Abstract
We present the clinicopathologic features of 15 cases of extragonadal yolk sac tumor (EGYST) detected in female patients and reviewed at our institution from 1988 to 2016. We recorded: patient age, clinical presentation, tumor location, FIGO stage (where applicable), histologic patterns including presence/absence of Schiller-Duval bodies, other germ cell or somatic components, immunoperoxidase results, treatment, and outcome. Patients' ages ranged from 17 to 87 (median, 62) years and presentation included: abnormal uterine bleeding, 12; hematuria, 1; labial mass, 1; abdominal pain, 1. Primary sites were as follows: uterus (11), vagina (1), vulva (1), bladder (1), and peritoneum (1). Seven patients presented at FIGO stage III or IV. The following histologic patterns were observed: microcystic/reticular (7), glandular (8), solid (8), papillary (5), and hepatoid (1). An admixture of histologic patterns was present in 10 cases. Schiller-Duval bodies were seen in only 3 (23%) cases. Eight cases (46%), all uterine primaries, had associated somatic components, and 2 (15%) had a second germ cell component. In 13/14 (93%) cases, the yolk sac tumor component was either missed or misclassified as adenocarcinoma. Immunoperoxidase studies facilitated the diagnosis in all cases as follows: SALL4, 12/12; CDX2, 10/12; α fetoprotein, 7/14; glypican-3, 9/10; cytokeratin 20, 5/9 (rare cells); cytokeratin 7, 3/12 (nondiffuse); PAX8, 2/9 (variable expression). All patients received chemotherapy and all except 1 underwent surgical resection. Follow-up from 5 to 86 months was available for 13 patients: 5 died of disease, 6 are alive with disease, and 2 have no evidence of disease. EGYST arising in the female pelvis of peri/postmenopausal patients may be associated with a somatic component and represent either somatically derived YST or YST differentiation within a somatic carcinoma. EGYST in younger patients is likely a true germ cell neoplasm, and may respond to germ cell appropriate chemotherapy. The benefit of germ cell appropriate chemotherapy in somatically derived EGYST is less clear. Awareness that the presence of glandular or microcystic patterns may lead to under-recognition or misdiagnosis of EGYST in combination with immunomarkers for germ cell and yolk sac differentiation will facilitate the diagnosis.
摘要
本文作者回顾性分析了1988年至2016年期间他们机构的15例女性患者性腺外卵黄囊瘤(EGYST)的临床病理特点。包括患者年龄、临床表现、肿瘤部位、FIGO分期(如适用)、组织学形态(包括是否出现Schiller-Duval小体、其它生殖细胞或体细胞成分)、免疫表型、治疗及结局。年龄范围17-87岁(中位年龄62岁)。
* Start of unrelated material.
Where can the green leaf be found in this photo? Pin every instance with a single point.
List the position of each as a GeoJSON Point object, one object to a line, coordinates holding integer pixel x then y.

临床表现包括:12例出现子宫异常出血,1例出现血尿,1例发现阴唇肿物,1例表现为腹痛。原发部位分别为:子宫(11例)、阴道(1例)、外阴(1例)、膀胱(1例)、腹膜(1例)。7例患者FIGO分期为Ⅲ或Ⅳ期。作者观察到以下组织学结构:微囊/网状(7例)、腺管状(8例)、实性(8例)、乳头状(5例)和肝样(1例),有10个病例混合存在上述组织学结构。Schiller-Duval小体仅见于3例(23%);8例(46%)(全部原发于子宫)含有体细胞成分,2例(15%)含有第二种生殖细胞成分。13/14(93%)的病例忽视了卵黄囊瘤的成分或误认为是腺癌。所有病例中下述免疫表型有助于辅助诊断:SALL4(12/12),CDX2(10/12),甲胎蛋白(7/14),glypican-3(9/10),细胞角蛋白20(5/9、极少数细胞),细胞角蛋白7(3/12、非弥漫性),PAX8(2/9、表达不一)。所有患者均接受化疗,除1例外均进行手术切除。13例患者具有随访资料,随访5-86个月;5例死于疾病,6例带病生存,2例无病生存。
起源于围绝经期/绝经后女性盆腔的EGYST可能伴有体细胞成分,提示体细胞成分源于YST或者体细胞癌内向YST分化。年轻患者的EDYST可能是一种真正的生殖细胞肿瘤,并且可能对针对生殖细胞肿瘤的化疗有反应。针对生殖细胞肿瘤的化疗对含有体细胞成分的EGYPT的获益尚不太清楚。腺管状或微囊状模式的存在可能导致对EGYST的认识不足或误诊,联合生殖细胞和卵黄囊分化的免疫标记物有助于诊断。